空港の外に出るとムアっとした熱気に包まれます。ミャンマーの2月下旬から5月中旬は「暑季」で、最も暑い時期。当初は気温が35度近くで、湿度も95%を超えています。暑さに負けてはいられないと、さっそくヤンゴン市内にある宿泊先に向かうため、目の前にいるたくさんのタクシー運転手と料金の交渉を始めます。最初にOKしかけた、タクシーの料金設定は15,000チャット(約1500円)で、即「NO」とお断り。その後何人かと交渉して、最終的に事前に見積もった7,000チャットを提示したタクシーで市内へ向かいます。

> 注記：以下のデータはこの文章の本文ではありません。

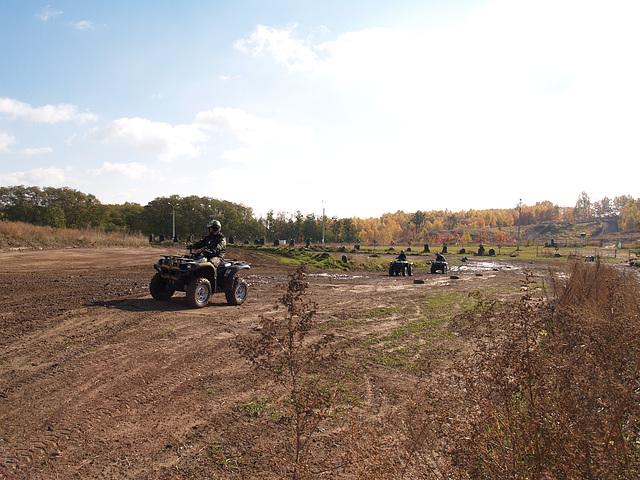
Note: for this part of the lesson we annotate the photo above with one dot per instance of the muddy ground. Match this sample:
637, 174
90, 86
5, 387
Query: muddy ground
98, 380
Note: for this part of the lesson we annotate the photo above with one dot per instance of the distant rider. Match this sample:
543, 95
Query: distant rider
214, 244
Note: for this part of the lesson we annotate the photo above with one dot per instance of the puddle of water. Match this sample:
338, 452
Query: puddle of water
482, 266
335, 276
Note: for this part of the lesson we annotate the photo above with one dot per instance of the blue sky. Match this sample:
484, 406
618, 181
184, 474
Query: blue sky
360, 107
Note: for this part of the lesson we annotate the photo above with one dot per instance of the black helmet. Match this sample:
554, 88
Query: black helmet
215, 225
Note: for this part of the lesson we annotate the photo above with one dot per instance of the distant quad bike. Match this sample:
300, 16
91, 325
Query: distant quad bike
403, 267
439, 265
194, 274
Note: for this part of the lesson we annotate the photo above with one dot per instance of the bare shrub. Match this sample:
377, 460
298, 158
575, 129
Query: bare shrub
552, 386
290, 351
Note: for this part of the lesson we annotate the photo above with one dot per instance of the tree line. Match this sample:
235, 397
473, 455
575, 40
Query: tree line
68, 208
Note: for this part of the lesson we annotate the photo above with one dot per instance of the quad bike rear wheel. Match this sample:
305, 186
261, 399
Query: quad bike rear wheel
199, 292
238, 293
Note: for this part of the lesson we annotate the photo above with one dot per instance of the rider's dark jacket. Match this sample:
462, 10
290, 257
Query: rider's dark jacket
214, 243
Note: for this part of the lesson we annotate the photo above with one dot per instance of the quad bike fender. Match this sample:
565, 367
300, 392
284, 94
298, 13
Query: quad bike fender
228, 273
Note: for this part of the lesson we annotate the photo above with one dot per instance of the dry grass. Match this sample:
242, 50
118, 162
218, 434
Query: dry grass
26, 235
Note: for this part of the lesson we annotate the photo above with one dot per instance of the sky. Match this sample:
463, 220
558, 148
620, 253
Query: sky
352, 107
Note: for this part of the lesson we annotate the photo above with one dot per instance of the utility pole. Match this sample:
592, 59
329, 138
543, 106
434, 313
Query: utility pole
173, 208
519, 222
323, 223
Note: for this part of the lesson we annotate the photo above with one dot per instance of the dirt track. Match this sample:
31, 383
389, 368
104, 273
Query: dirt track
98, 380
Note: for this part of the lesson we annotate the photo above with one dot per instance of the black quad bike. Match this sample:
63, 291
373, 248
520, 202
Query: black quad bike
196, 275
439, 265
403, 267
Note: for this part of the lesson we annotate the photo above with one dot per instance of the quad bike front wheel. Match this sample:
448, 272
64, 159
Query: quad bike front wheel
199, 292
238, 293
161, 289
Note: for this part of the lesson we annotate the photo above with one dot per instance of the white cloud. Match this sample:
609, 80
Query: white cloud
37, 151
251, 129
51, 176
159, 138
50, 114
296, 54
131, 170
5, 141
48, 12
85, 25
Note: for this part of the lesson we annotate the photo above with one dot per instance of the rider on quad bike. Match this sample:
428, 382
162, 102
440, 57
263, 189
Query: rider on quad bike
214, 244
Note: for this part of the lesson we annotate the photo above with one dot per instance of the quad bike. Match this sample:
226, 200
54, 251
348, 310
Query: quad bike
196, 275
439, 265
403, 267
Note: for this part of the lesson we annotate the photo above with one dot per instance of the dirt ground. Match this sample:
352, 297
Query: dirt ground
98, 380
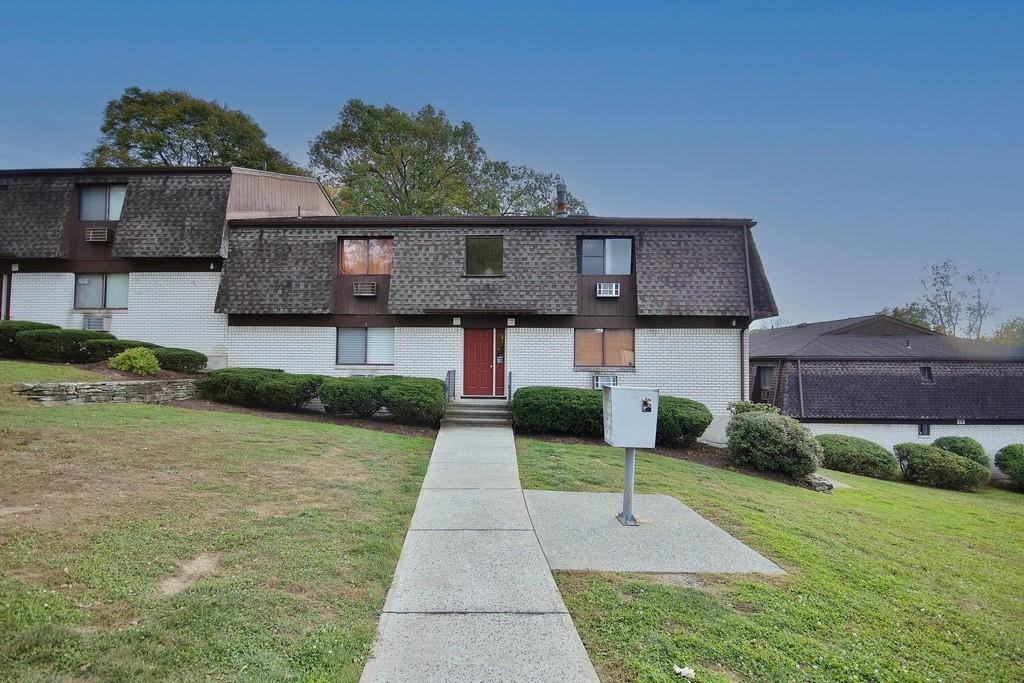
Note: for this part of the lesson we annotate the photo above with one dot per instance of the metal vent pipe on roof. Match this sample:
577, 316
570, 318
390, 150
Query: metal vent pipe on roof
561, 200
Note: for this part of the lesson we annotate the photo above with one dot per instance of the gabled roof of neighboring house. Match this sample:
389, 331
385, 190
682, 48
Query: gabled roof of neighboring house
872, 338
685, 266
169, 212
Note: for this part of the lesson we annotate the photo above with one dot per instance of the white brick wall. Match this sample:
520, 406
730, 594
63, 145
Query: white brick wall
992, 437
166, 308
701, 364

初めて見るヤンゴンの町並みは、タイやカンボジアのそれを彷彿とさせますが、トゥクトゥクは1台も見かけることはなく、モーターバイクもまばら。すれ違う車は日本製がほとんどで中古車が大半を占めています。渡航前の調査で、市内の渋滞は激しいというイメージがありましたが、時々停車することはあっても想像していたよりは混んではいませんでした。ラッキーだったのかもしれません(後に、ヤンゴンは娯楽施設が少なく敬虔な仏教徒が多いことから、夜9時を過ぎると人の数が減り交通量が激減することを知る)。空港から40分ほどでホテルに到着。あたりはすでに真っ暗で、道路沿いにあるお店のネオンサインや看板がみえます。看板はミャンマー語と英語での併記が多いです。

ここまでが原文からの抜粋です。